Weiterhin empfiehlt der wissenschaftliche Beirat, die Forschungskapazitäten neu auszurichten und besser zu vernetzen. Dazu gehören die Förderung langfristiger Forschungsvorhaben, koordinierte Experimente und Modellentwicklungen über Bundesländer und Einrichtungen hinweg sowie ein besserer Austausch von Daten und deren gemeinsame Analyse. Der rasch voranschreitende Klimawandel erfordere Forschungsansätze, die auf eine schnelle Umsetzung der Ergebnisse in die Praxis ausgelegt sind, so die Gutachter.
Zudem spricht sich der Beirat für Änderungen in der Aus- und Weiterbildung und in den Kommunikationsstrategien sowie für die Beseitigung von Anpassungshemmnissen und -konflikten in diesen Bereichen aus, um den umfassenden Transformationsprozess zu befördern.
Das Gutachten des wissenschaftlichen Beirates Waldpolitik „Die Anpassung von Wäldern und Waldwirtschaft an den Klimawandel“ vom Oktober 2021 ist hier zum Download verfügbar:
https://www.bmel.de/SharedDocs/Downloads/DE/_Ministerium/Beiraete/waldpolitik/
gutachten-wbw-anpassung-klimawandel.html;jsessionid=92CE216FEB54578CF9D109522E02D39C.live842
Hintergrund:
Der Wissenschaftliche Beirat für Waldpolitik (WBW) berät und unterstützt die Bundesregierung bei der Gestaltung der Rahmenbedingungen für eine nachhaltige Bewirtschaftung der Wälder. Der Beirat ist mit Vertretern verschiedener wissenschaftlicher Fachdisziplinen besetzt, die die gesellschaftlichen Anforderungen an den Wald widerspiegeln.

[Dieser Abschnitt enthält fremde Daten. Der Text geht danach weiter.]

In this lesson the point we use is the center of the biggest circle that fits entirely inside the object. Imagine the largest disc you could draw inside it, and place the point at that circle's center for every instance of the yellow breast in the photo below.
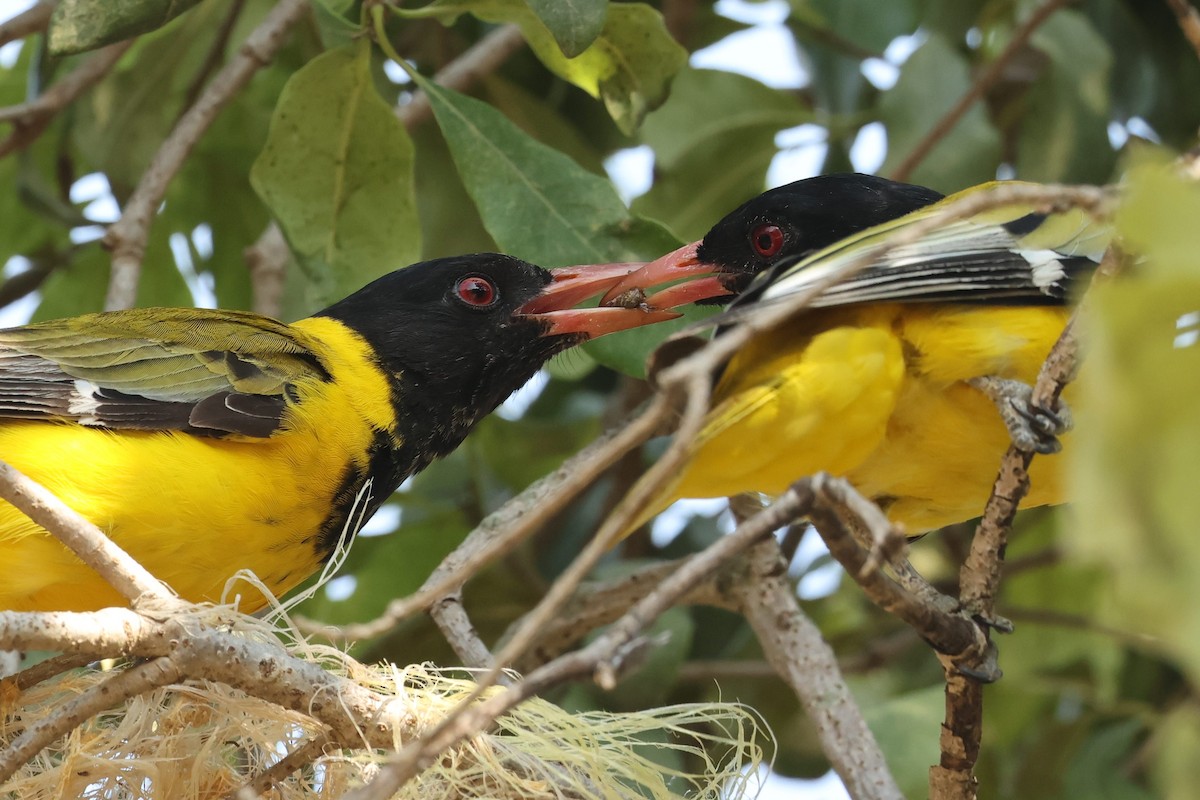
(875, 394)
(195, 510)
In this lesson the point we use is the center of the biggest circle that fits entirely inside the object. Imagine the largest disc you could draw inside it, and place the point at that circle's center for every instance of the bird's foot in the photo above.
(1032, 427)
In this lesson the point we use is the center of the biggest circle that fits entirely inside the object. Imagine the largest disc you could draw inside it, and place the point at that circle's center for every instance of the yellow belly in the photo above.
(876, 395)
(192, 510)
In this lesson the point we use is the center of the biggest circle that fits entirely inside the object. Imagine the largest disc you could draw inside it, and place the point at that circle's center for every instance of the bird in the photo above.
(910, 379)
(209, 441)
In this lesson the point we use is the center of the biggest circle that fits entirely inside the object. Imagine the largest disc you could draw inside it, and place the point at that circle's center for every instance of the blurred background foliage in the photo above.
(622, 131)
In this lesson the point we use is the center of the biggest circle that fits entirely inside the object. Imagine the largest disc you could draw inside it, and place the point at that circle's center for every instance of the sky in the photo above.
(765, 52)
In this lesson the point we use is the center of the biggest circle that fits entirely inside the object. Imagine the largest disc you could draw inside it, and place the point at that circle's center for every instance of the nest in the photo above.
(204, 740)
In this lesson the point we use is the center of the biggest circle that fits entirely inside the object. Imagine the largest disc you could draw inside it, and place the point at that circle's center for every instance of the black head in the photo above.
(449, 331)
(456, 336)
(802, 217)
(783, 223)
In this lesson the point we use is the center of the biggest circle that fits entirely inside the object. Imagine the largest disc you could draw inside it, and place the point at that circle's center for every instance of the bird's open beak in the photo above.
(573, 284)
(693, 280)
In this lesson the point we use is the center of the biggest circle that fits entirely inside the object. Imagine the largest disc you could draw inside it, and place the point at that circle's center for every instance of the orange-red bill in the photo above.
(691, 280)
(573, 284)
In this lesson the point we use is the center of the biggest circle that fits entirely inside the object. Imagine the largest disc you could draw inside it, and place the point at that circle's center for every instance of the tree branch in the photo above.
(802, 657)
(29, 120)
(129, 235)
(985, 80)
(85, 540)
(604, 659)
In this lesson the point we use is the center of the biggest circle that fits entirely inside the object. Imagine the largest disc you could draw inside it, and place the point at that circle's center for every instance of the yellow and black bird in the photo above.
(895, 377)
(209, 441)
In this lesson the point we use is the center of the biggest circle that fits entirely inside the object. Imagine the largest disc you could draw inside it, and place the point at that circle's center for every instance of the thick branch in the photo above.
(793, 645)
(1189, 22)
(477, 62)
(127, 238)
(604, 659)
(953, 777)
(101, 697)
(29, 120)
(31, 20)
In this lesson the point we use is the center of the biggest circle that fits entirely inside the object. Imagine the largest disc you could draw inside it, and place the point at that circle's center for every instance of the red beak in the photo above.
(700, 281)
(571, 284)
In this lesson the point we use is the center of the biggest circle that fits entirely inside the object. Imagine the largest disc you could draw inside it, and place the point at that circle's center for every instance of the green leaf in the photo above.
(906, 727)
(1135, 467)
(541, 206)
(1063, 134)
(79, 25)
(687, 120)
(337, 174)
(540, 120)
(1175, 768)
(707, 163)
(575, 24)
(629, 66)
(931, 80)
(77, 288)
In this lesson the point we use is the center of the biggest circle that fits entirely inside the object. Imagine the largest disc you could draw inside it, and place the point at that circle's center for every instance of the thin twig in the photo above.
(280, 770)
(85, 540)
(460, 632)
(1189, 22)
(603, 659)
(47, 669)
(595, 605)
(793, 645)
(129, 235)
(985, 80)
(922, 608)
(31, 20)
(29, 120)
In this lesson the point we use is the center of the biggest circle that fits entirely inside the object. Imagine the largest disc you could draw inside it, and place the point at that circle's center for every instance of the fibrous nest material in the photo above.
(201, 739)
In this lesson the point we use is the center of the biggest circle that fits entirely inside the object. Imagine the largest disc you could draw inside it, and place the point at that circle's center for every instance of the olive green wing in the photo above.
(205, 372)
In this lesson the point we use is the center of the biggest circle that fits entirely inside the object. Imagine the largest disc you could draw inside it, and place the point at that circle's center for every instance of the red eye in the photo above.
(767, 240)
(475, 292)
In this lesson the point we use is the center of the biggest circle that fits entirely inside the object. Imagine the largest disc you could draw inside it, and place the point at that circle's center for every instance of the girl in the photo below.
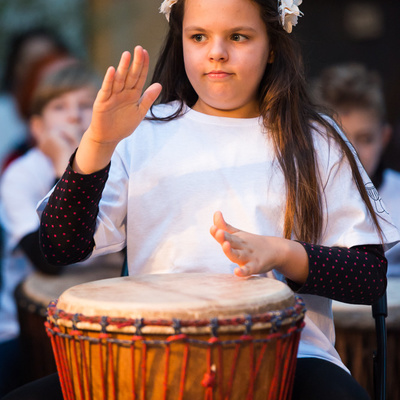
(234, 131)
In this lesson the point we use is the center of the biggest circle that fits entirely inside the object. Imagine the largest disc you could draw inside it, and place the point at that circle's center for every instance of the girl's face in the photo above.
(226, 50)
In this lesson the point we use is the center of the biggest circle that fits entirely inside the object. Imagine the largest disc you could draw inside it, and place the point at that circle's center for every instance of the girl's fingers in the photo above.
(150, 96)
(138, 71)
(122, 72)
(107, 85)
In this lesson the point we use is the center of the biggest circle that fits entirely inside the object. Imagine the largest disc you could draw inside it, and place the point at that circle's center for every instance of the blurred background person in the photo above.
(24, 50)
(61, 111)
(355, 95)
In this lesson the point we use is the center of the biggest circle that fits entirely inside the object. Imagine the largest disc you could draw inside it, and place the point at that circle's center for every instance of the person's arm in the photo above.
(355, 275)
(68, 221)
(30, 246)
(351, 275)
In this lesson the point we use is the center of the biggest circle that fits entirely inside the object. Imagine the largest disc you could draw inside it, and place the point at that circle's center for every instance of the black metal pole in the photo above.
(379, 312)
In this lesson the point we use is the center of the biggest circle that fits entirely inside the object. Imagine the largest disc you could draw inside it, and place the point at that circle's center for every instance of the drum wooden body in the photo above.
(176, 336)
(356, 340)
(33, 296)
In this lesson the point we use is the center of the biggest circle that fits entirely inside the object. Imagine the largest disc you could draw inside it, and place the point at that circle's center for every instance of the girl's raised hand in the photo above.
(257, 254)
(119, 108)
(120, 105)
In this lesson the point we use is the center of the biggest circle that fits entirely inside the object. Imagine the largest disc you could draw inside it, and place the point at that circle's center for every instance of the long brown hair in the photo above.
(287, 112)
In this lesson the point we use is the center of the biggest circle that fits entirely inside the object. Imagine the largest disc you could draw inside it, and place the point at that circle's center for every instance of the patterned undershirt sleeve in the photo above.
(354, 275)
(69, 219)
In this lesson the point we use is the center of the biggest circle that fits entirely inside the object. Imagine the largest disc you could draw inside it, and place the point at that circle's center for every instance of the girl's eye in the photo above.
(237, 37)
(198, 37)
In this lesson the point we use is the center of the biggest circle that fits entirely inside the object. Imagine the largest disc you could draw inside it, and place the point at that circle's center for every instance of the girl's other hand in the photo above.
(257, 254)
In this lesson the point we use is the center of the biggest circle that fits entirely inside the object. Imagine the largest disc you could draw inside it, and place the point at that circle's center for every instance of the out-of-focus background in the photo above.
(365, 31)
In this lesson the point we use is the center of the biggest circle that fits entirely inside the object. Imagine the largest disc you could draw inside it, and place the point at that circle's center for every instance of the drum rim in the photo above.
(271, 319)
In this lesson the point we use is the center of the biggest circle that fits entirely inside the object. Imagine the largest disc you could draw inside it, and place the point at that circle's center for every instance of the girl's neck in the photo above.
(249, 111)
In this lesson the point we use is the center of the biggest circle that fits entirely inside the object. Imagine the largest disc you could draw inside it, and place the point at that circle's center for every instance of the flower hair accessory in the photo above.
(166, 6)
(289, 13)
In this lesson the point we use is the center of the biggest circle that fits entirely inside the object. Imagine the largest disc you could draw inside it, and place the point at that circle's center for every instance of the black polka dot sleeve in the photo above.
(354, 275)
(69, 219)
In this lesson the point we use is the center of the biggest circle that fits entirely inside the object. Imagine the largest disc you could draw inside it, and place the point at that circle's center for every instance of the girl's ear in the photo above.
(387, 131)
(271, 57)
(36, 126)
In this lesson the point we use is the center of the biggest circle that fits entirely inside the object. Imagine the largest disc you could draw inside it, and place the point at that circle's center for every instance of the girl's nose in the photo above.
(74, 114)
(218, 51)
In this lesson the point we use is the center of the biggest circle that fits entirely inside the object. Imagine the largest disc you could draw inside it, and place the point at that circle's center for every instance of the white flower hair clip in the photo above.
(165, 7)
(289, 13)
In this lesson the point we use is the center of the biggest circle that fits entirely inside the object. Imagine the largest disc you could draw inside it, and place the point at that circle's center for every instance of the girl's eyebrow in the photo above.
(235, 29)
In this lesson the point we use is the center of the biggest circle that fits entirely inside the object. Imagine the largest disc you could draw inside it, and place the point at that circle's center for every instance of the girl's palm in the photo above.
(120, 106)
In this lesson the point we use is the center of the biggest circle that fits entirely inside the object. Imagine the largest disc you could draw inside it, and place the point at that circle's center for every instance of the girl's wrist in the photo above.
(292, 261)
(92, 156)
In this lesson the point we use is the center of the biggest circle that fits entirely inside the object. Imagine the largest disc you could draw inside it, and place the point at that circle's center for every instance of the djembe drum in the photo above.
(176, 336)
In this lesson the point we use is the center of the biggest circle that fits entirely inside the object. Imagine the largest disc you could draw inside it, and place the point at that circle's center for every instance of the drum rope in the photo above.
(291, 319)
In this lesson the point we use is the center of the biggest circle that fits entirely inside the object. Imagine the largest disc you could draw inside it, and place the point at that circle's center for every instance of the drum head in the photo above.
(177, 296)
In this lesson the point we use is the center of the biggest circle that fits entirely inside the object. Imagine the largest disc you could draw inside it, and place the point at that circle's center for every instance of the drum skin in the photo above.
(356, 340)
(33, 296)
(177, 336)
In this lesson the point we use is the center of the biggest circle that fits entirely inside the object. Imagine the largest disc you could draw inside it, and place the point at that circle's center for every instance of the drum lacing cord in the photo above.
(57, 343)
(286, 350)
(82, 383)
(176, 337)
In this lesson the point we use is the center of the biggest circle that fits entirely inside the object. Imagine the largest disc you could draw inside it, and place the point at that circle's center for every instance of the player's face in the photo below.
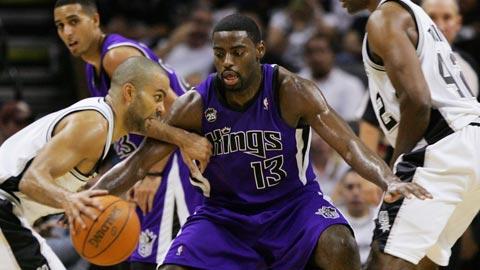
(236, 58)
(354, 6)
(319, 57)
(147, 103)
(445, 16)
(76, 28)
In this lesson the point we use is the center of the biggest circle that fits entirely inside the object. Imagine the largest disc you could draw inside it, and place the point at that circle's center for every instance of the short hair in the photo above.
(88, 5)
(135, 70)
(239, 22)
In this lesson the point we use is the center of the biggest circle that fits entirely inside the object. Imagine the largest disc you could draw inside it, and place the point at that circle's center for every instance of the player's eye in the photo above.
(73, 22)
(158, 98)
(219, 54)
(238, 52)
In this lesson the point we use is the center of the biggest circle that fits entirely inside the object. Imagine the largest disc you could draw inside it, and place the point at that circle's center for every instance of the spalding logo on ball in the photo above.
(112, 237)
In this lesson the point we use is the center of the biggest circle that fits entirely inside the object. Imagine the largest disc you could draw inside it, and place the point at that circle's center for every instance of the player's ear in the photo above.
(260, 50)
(128, 91)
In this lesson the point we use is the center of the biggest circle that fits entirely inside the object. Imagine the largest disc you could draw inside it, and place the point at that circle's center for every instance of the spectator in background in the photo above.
(357, 199)
(445, 14)
(14, 115)
(188, 49)
(290, 28)
(335, 83)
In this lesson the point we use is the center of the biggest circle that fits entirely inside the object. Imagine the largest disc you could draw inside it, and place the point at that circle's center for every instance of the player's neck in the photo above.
(94, 53)
(119, 129)
(241, 98)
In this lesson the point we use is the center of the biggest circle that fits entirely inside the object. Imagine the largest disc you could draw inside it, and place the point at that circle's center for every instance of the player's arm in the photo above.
(190, 144)
(78, 137)
(301, 101)
(185, 113)
(392, 35)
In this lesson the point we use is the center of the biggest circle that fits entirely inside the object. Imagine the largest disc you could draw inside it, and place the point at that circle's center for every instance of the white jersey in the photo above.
(453, 104)
(18, 151)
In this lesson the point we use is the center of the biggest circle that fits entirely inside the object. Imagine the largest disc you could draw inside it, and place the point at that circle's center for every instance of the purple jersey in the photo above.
(99, 85)
(257, 157)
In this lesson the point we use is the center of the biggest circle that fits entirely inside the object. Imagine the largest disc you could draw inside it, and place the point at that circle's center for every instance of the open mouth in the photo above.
(230, 78)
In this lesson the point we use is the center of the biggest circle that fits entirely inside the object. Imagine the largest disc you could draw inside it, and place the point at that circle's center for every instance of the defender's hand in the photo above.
(82, 203)
(397, 189)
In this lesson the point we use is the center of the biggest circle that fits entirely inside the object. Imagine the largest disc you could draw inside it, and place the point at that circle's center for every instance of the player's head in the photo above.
(139, 86)
(78, 25)
(445, 14)
(354, 6)
(237, 49)
(319, 55)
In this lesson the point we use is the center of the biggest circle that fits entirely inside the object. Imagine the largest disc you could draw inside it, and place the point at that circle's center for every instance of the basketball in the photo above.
(112, 237)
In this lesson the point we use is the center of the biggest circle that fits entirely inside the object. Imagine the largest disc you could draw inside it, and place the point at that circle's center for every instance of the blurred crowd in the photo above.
(314, 38)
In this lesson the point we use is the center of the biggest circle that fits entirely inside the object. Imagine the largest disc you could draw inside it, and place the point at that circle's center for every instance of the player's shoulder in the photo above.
(389, 13)
(90, 123)
(291, 82)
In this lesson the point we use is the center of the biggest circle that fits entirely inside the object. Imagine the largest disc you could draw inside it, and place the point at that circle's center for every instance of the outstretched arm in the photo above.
(306, 103)
(190, 144)
(75, 144)
(185, 113)
(391, 36)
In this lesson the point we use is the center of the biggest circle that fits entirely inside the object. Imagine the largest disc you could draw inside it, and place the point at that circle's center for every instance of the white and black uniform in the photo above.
(20, 246)
(446, 161)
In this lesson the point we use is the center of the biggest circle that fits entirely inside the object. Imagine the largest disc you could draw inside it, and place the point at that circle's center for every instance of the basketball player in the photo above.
(429, 114)
(77, 24)
(43, 164)
(263, 208)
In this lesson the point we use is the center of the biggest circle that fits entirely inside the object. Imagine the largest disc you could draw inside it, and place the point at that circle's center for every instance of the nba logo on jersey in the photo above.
(211, 115)
(384, 221)
(327, 212)
(145, 245)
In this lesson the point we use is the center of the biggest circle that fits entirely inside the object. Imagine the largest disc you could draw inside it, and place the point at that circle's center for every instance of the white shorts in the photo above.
(20, 246)
(450, 170)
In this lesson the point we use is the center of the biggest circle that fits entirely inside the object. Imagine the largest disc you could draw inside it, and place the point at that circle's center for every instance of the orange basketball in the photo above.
(112, 237)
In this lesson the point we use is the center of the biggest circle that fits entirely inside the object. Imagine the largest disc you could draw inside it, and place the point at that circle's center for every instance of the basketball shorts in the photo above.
(20, 246)
(174, 200)
(282, 236)
(450, 170)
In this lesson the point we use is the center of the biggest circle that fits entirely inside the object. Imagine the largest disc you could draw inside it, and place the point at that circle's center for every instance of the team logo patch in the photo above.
(327, 212)
(179, 250)
(145, 245)
(384, 221)
(211, 115)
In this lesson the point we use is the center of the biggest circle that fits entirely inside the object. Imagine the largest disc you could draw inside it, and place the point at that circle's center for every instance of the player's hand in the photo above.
(82, 203)
(397, 189)
(143, 192)
(196, 152)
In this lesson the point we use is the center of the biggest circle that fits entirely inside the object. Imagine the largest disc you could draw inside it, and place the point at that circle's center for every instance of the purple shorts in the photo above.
(282, 236)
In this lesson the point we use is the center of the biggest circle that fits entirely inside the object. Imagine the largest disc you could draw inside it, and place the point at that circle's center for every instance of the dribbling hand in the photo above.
(82, 203)
(397, 189)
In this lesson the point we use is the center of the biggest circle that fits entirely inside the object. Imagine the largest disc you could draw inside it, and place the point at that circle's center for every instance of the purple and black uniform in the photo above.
(265, 210)
(157, 226)
(98, 85)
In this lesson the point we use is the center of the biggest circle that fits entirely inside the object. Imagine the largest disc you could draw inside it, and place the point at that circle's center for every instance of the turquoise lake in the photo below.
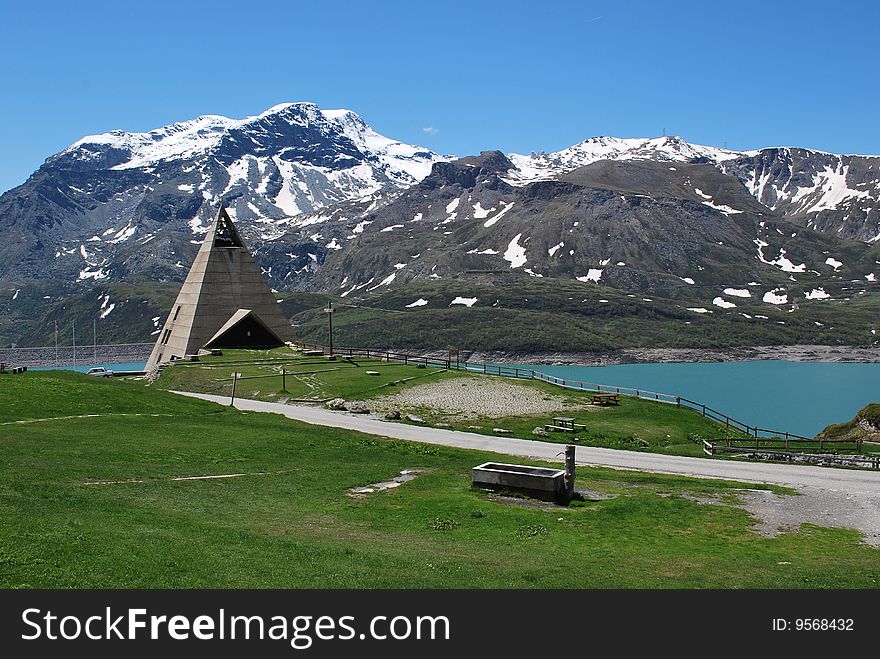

Der Beirat prüft die Ziele und Grundsätze der nationalen und internationalen Waldpolitik. Er unterbreitet Vorschläge für die Weiterentwicklung der waldpolitischen Rahmenbedingungen und der Instrumente zur Umsetzung der Waldstrategie 2020 der Bundesregierung. Darüber hinaus bemüht er sich um einen Ausgleich zwischen den verschiedenen gesellschaftlichen Ansprüchen an den Wald und fördert den wissenschaftlichen Diskurs über eine nachhaltige, multifunktionale Bewirtschaftung der Wälder.